Dördüncü maddede kadınlara çeşitli hakların verilmesi ve dinî makamların bu konuya karışmamaları istenmektedir.
Aynı konuyu ele alan beşinci maddeden sonra altıncı madde ile tekke ve zâviyelerin kapatılması istenmektedir.
Yedinci maddede de medreselerin kapatılarak yerlerine Batı yöntemlerine göre eğitim veren kurumların tesisi talep edilmektedir.
Sekizinci madde geleneksel alışkanlıkların terkedilmesi
Dokuz madde yeni bir ahlâk telakkisi oluşturma etrafındaki teklifleri ele almaktadır.
Onuncu madde ise cemiyetlerin yönetime dair işlerle ilgilenmemelerini önermektedir.
On birinci de dokuzuncu madde gibi yeni bir ahlâk anlayışı oluşturma etrafındaki teklifleri ele almaktadır.
On ikinci madde, meşihatta yapılacak bir reform ile bu makamın modernleşme taraftarlarının destekçisi durumuna getirilmesini teklif etmektedir.6
On üçüncü madde orduda yapılması düşünülen ıslahat hakkındadır.

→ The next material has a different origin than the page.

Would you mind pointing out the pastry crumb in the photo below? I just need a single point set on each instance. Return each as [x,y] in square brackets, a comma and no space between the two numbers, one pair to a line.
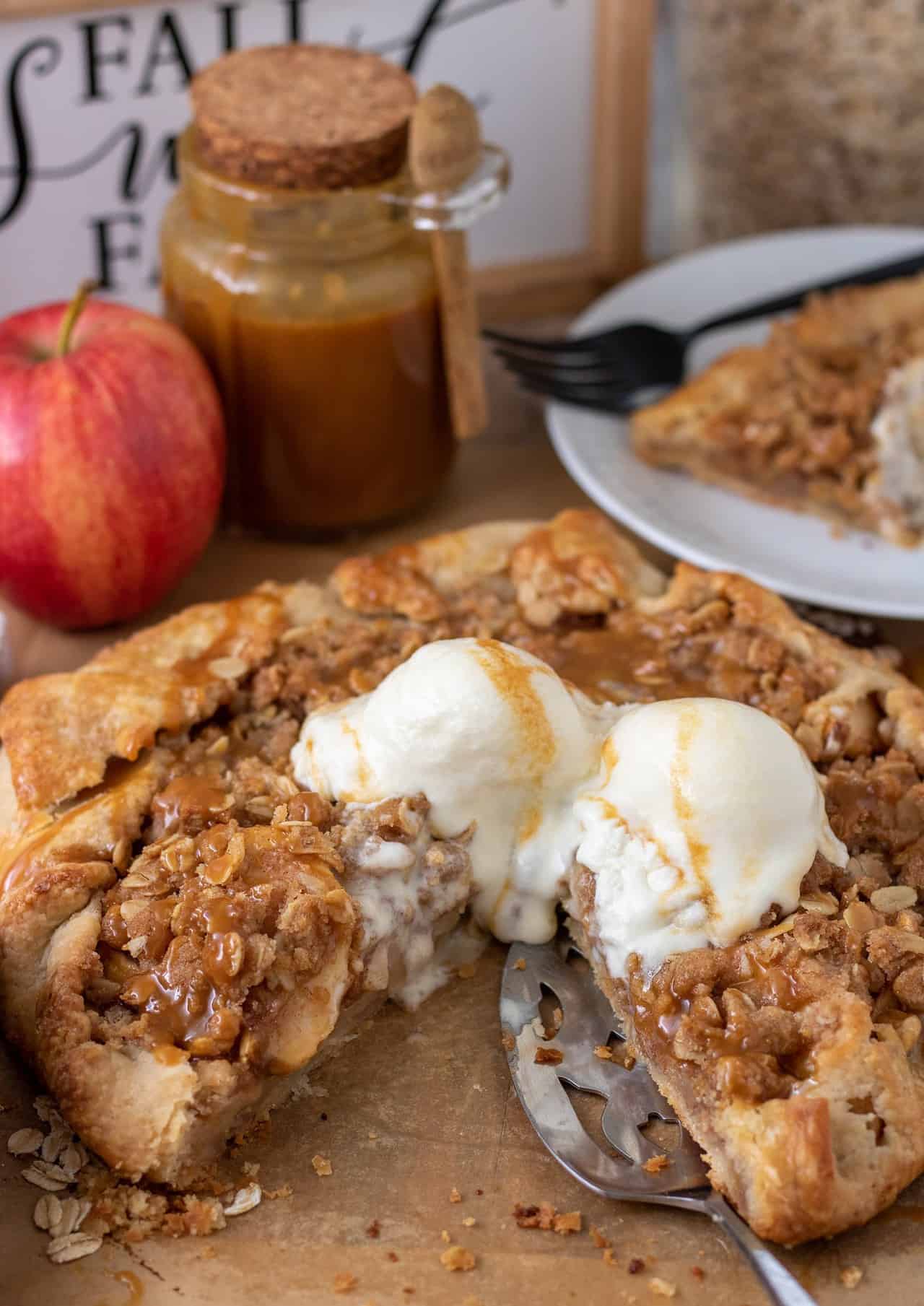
[655,1164]
[534,1217]
[544,1216]
[457,1258]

On dördüncü maddede bütün mezheplerin tek bir mezhep çatısı altında birleştirilmesi teklif edilmektedir.
On beşinci madde dilde yapılması düşünülen reformu tartışmaktadır.
On altıncı maddede özel girişimin toplumda itici güç olması gerektiği belirtilmektedir.
On yedinci maddede geleneksel değerlerin bırakılması yolundaki istekler tekrarlanmaktadır.
On sekizinci maddede ise kanunlarda çağın gereklerine uygun reformların yapılması istenmektedir.
İşte Osmanlı Batıcılarının istekleri, fırsat bulurlarsa gerçekleştirmek istedikleri planları bunlardır. Bunlar ile Cumhuriyet rejiminde gerçekleştirilen Kemalist devrimleri yan yana koyun, ne çıkar?
Aynı düzenin davası. Yani M. Kemal’in bir fikri yok. Kendisinden önceki Batıcıların fikrini ilkeleştirmiştir, o kadar.
Acaba o batıcılara bu maddeleri kim yazdırdı dersiniz?
NOT: Gündem o kadar yoğun ki, kendi gündemimden beni bazen alıp götürüyor. Bir valinin bir öğretmene hem de öğrencilerinin içinde hakaret ettiği ve sınıftan kovduğu ve o öğretmenin kalp krizi ile öldüğü haberlerini araştırıp yazacaktım. Valiye “maksat uyarmaksa nezaket içinde onlarca yol ve yönteminin varlığından” bahsedecektim. Fakat isimsiz bir yorumcunun “Hadi hocam görelim” diyerek başlayıp “Bu olayı bir yazı konusu yapmak size vacip olsa da, siyasetiniz izin vermez.” diye terbiyesizce bitirmesi, beni yazmaktan vazgeçirdi. Bir not ile yetiniyor, herkesi ölçülü davranmaya davet ediyorum.